Music Licensing Reform: Singing the Same Old Song
Whenever an opportunity for pro-competitive reform of music licensing arises, policymakers seem to revert to the traditional regulatory model that discourages competition. They never miss an opportunity … to miss an opportunity. The MMA—with its reliance on compulsory licensing, blanket licensing by a marketing collective, and regulated rates—is the latest of several recent examples.
Another example involves ASCAP and BMI, which have operated since 1941 under antitrust consent decrees that encourage blanket licensing of their entire catalogues and provide for regulated rates by the antitrust rate court. But music publishers now want the ability to withdraw their catalogues partially from the PROs in order to negotiate directly with the new streaming music platforms.
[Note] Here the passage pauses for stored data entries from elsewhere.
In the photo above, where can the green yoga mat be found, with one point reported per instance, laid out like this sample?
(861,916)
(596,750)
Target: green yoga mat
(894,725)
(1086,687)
With that aim, the publishers initiated a review of the consent decrees by the Justice Department’s Antitrust Division. The Division concluded in 2016 that it would not seek to modify the decrees to permit partial withdrawal. This would have been an opportunity to encourage a more competitive market with more direct bargaining between rights holders and distributors.
Yet another example involves the payment of royalties by terrestrial radio. As indicated above, unlike every other music platform, old-fashioned terrestrial radio stations—by statute—pay no royalties (for sound recording rights) to record companies on the theory that radio stations provide a promotional service. Some in Congress are attempting to do away with this zero-price rule. But rather than allowing market forces to determine the royalty for radio play, the Fair Play Fair Pay Act proposes to incorporate radio into the current regulatory system with CRB-determined royalties.
The current highly regulated system for licensing music is largely an artifact of the analog era of music distribution and performance. The digital technologies now available make it possible for competition to replace much of the traditional regulatory structure for music licensing and rate determination.
Unfortunately, this won’t happen until lawmakers sing a different song. The tune and lyrics ought not to be hard to learn; after all, Congress—after many decades of requiring spectrum regulation—endorsed the flexible markets that competitive auctions have brought for wireless spectrum usage. Perhaps Congress just needs to sing that song in a different key.